Broadcom Introduces Impulse Noise Protection for ADSL and VDSL Modems

Broadcom introduced an impulse noise protection technology that provides a significant improvement in residual bit error rate (BER) on ADSL2+/VDSL2 lines.

The new impulse protection solution, marketed as Broadcom "PhyR" (pronounced "Fire") technology, incorporates Broadcom's ADSL2+/VDSL2 firmware. In contrast to previous impulse noise protection techniques, Broadcom said its PhyR technology provides a number of key advantages:

  • As much as a ten times higher impulse noise resilience


  • Significantly lower residual BER or packet-loss


  • An extended network service area (higher rate, longer reach, lower delay)

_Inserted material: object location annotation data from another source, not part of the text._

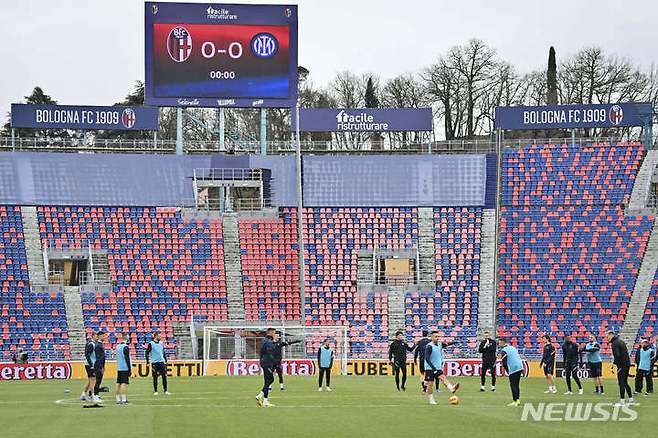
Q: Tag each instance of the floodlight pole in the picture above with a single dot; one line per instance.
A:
(300, 223)
(263, 131)
(179, 131)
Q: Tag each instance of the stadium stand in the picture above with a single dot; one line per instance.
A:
(648, 326)
(333, 237)
(452, 307)
(165, 268)
(568, 256)
(35, 322)
(268, 249)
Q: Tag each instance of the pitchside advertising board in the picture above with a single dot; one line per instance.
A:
(364, 119)
(223, 55)
(291, 367)
(124, 118)
(574, 116)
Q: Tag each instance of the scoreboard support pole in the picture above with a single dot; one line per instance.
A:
(179, 131)
(222, 129)
(263, 131)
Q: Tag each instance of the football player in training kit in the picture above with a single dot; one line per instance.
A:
(156, 355)
(514, 366)
(434, 366)
(278, 357)
(622, 360)
(595, 364)
(267, 362)
(124, 367)
(644, 359)
(397, 355)
(419, 357)
(572, 361)
(488, 350)
(99, 364)
(548, 364)
(90, 358)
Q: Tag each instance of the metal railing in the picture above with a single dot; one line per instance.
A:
(231, 174)
(151, 146)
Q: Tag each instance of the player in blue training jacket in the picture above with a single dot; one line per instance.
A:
(514, 366)
(325, 362)
(595, 364)
(644, 359)
(124, 367)
(158, 357)
(434, 360)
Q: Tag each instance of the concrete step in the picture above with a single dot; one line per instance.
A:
(486, 297)
(233, 266)
(74, 321)
(642, 184)
(33, 247)
(642, 289)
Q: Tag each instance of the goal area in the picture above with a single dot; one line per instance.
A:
(243, 342)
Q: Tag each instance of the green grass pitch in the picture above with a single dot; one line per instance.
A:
(359, 407)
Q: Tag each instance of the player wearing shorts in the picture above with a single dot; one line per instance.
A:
(419, 358)
(487, 349)
(156, 355)
(644, 366)
(548, 364)
(90, 358)
(434, 366)
(397, 356)
(594, 363)
(122, 355)
(514, 366)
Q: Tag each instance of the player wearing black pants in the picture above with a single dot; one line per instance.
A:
(278, 357)
(623, 362)
(267, 362)
(572, 361)
(419, 357)
(397, 355)
(488, 350)
(99, 365)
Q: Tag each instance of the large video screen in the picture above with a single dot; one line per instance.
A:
(221, 55)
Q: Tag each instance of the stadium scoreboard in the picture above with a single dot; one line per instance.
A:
(213, 55)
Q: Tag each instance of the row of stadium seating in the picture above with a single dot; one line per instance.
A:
(568, 257)
(164, 268)
(568, 262)
(35, 322)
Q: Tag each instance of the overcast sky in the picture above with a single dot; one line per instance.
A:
(91, 51)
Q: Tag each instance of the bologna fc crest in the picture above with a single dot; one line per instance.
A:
(264, 45)
(179, 44)
(128, 118)
(616, 115)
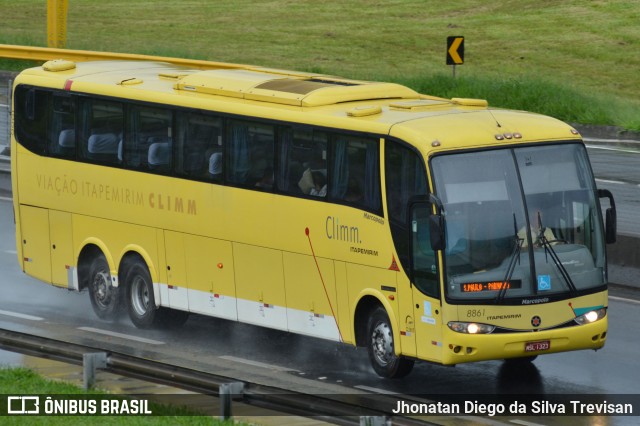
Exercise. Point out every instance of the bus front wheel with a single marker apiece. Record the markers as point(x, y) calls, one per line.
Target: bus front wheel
point(103, 295)
point(380, 345)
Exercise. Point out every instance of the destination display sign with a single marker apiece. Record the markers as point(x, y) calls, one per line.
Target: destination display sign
point(480, 286)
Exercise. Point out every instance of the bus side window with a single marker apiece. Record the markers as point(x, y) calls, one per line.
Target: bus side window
point(405, 178)
point(302, 169)
point(354, 177)
point(31, 118)
point(148, 139)
point(62, 140)
point(251, 154)
point(199, 138)
point(102, 130)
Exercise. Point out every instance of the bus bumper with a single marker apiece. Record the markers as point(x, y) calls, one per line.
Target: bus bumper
point(460, 348)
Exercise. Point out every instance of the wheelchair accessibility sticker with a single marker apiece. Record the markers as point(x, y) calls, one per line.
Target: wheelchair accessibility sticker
point(544, 282)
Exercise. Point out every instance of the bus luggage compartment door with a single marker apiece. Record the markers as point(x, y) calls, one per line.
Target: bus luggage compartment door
point(36, 252)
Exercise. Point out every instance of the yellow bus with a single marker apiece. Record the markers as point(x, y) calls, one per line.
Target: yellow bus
point(360, 212)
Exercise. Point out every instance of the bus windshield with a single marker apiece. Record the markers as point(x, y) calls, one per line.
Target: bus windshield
point(520, 223)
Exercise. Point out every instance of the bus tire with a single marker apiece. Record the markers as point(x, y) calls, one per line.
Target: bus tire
point(105, 298)
point(380, 346)
point(140, 301)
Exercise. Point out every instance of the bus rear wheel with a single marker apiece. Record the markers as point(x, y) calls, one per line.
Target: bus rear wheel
point(141, 303)
point(380, 345)
point(104, 296)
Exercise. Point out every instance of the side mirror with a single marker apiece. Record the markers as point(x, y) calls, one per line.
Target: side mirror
point(611, 226)
point(611, 220)
point(436, 232)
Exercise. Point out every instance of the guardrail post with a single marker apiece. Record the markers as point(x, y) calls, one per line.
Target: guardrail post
point(90, 362)
point(227, 392)
point(374, 421)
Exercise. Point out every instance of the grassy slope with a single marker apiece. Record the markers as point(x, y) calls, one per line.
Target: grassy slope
point(577, 60)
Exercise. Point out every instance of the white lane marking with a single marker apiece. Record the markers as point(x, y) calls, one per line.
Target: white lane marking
point(525, 423)
point(121, 335)
point(608, 148)
point(615, 182)
point(375, 390)
point(256, 363)
point(623, 299)
point(19, 315)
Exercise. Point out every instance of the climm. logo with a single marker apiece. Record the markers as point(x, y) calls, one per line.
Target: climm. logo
point(340, 232)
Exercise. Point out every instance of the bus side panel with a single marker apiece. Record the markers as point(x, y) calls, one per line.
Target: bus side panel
point(211, 278)
point(61, 248)
point(115, 239)
point(380, 283)
point(311, 296)
point(260, 286)
point(35, 242)
point(176, 285)
point(344, 311)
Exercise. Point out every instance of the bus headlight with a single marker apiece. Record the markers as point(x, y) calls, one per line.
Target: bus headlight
point(470, 327)
point(591, 316)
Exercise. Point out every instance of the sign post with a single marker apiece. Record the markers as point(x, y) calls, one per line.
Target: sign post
point(455, 52)
point(57, 23)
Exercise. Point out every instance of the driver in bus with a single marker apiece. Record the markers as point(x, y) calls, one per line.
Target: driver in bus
point(537, 229)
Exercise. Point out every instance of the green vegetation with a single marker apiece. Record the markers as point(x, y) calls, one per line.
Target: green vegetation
point(22, 381)
point(575, 60)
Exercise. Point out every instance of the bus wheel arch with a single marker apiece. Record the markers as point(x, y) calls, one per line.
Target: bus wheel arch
point(374, 330)
point(140, 298)
point(94, 274)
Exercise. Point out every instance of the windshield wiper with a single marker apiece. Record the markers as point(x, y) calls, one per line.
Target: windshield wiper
point(548, 250)
point(515, 257)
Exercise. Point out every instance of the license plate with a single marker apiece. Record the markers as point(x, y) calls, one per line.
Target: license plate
point(537, 346)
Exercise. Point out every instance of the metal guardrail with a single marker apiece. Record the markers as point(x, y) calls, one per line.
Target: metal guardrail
point(35, 53)
point(327, 407)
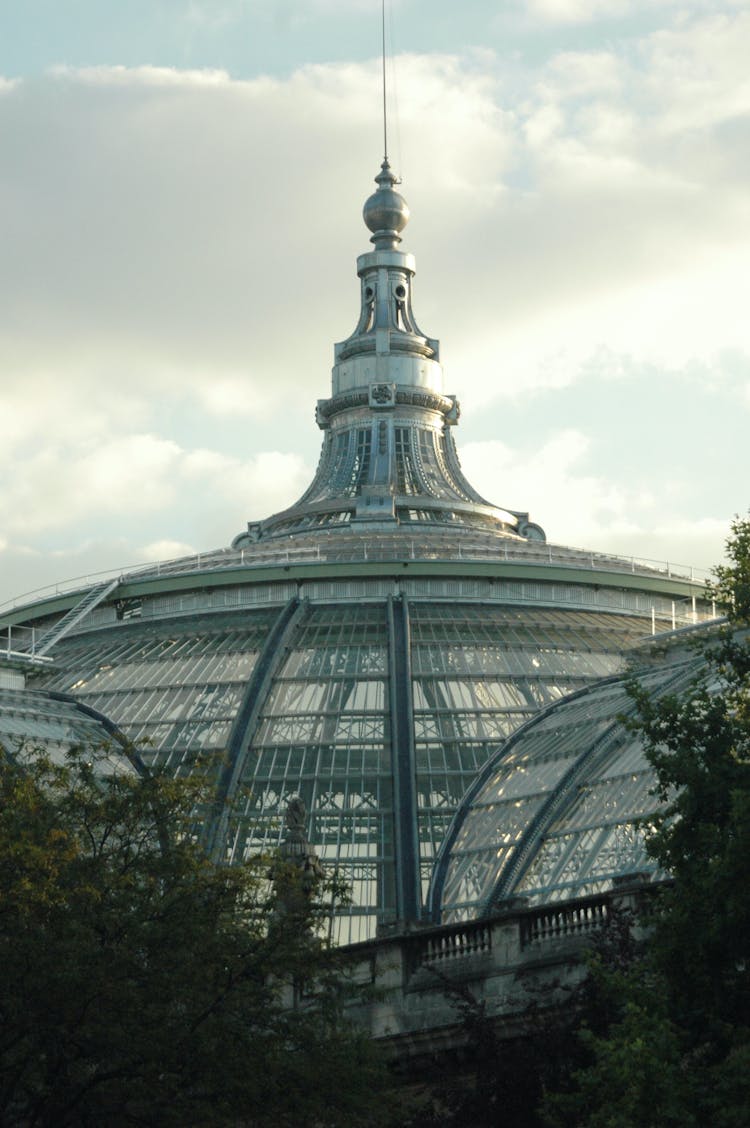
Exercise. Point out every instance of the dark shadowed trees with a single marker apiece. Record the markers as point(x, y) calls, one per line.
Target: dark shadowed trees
point(677, 1050)
point(141, 985)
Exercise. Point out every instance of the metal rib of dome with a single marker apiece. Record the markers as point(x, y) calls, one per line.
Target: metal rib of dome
point(369, 649)
point(558, 810)
point(388, 455)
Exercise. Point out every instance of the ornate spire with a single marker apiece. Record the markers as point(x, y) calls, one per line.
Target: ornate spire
point(386, 212)
point(388, 456)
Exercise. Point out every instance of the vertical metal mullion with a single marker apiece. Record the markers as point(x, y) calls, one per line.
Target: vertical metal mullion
point(403, 764)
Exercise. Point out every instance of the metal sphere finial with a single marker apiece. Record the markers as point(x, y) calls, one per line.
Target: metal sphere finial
point(386, 212)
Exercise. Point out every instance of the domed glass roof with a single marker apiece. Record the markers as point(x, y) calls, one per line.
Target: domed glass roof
point(370, 648)
point(558, 810)
point(58, 723)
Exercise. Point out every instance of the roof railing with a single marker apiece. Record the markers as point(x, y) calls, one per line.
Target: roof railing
point(381, 549)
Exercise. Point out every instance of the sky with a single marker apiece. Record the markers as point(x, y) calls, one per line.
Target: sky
point(181, 193)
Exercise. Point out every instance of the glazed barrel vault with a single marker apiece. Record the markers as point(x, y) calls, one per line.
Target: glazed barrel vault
point(369, 649)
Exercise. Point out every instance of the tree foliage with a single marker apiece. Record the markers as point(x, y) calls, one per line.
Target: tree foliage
point(142, 985)
point(677, 1048)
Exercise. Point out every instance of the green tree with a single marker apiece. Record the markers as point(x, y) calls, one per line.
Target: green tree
point(678, 1046)
point(142, 985)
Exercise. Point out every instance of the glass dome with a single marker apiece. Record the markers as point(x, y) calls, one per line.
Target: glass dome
point(370, 648)
point(58, 723)
point(558, 812)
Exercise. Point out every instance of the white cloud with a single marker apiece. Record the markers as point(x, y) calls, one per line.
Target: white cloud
point(178, 257)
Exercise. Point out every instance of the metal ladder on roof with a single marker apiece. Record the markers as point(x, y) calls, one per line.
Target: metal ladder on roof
point(91, 599)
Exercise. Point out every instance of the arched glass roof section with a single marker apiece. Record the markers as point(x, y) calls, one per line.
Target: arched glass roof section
point(555, 814)
point(58, 723)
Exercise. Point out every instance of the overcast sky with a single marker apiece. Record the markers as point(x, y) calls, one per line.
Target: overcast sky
point(181, 193)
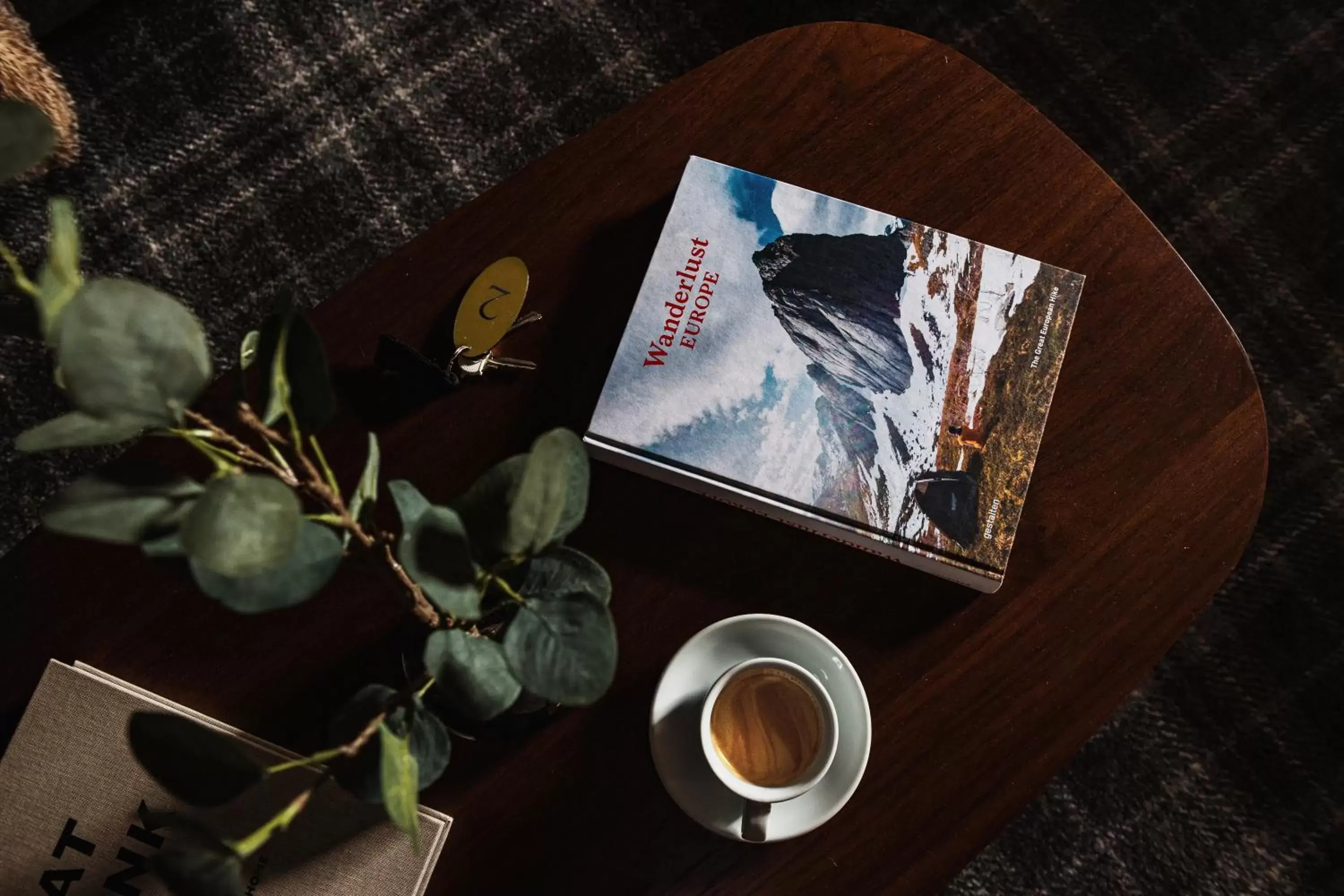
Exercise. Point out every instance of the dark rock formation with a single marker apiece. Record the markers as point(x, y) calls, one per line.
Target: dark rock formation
point(838, 297)
point(951, 499)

  • Simplified network provisioning (no per user "tuning")


  • Firmware upgrade to central office and customer premise equipment


  • Transparency to network and upper layer applications (significantly reduces the burden on networks that use higher layer retransmission schemes for improving network efficiency)


All new and previously deployed Broadcom central office and consumer premise equipment silicon solutions are firmware upgradeable to the innovative PhyR firmware.



Broadcom believes the technology is especially useful for video services provisioned over traditional copper loops, which are susceptible to noise sources in the ambient environment that limit the coverage area over which services can be made available, or may even reduce video quality by inducing "macro-blocking." area. Broadcom's PhyR technology significantly improves noise protection without inducing limitations of reach, rate, margin or latency.

PhyR field trials and system demonstrations are currently underway as a means to validate the robustness of the technology. Broadcom said that at present, live field data demonstrates a ten-fold reduction of error lines resulting in a vastly improved video experience. The field trials also show 3dB of equivalent coding gain that enables a dramatic extension of IPTV services or even data-only service reach.

Broadcom's PhyR impulse noise protection and retransmission technology is currently being considered for DSL standardization.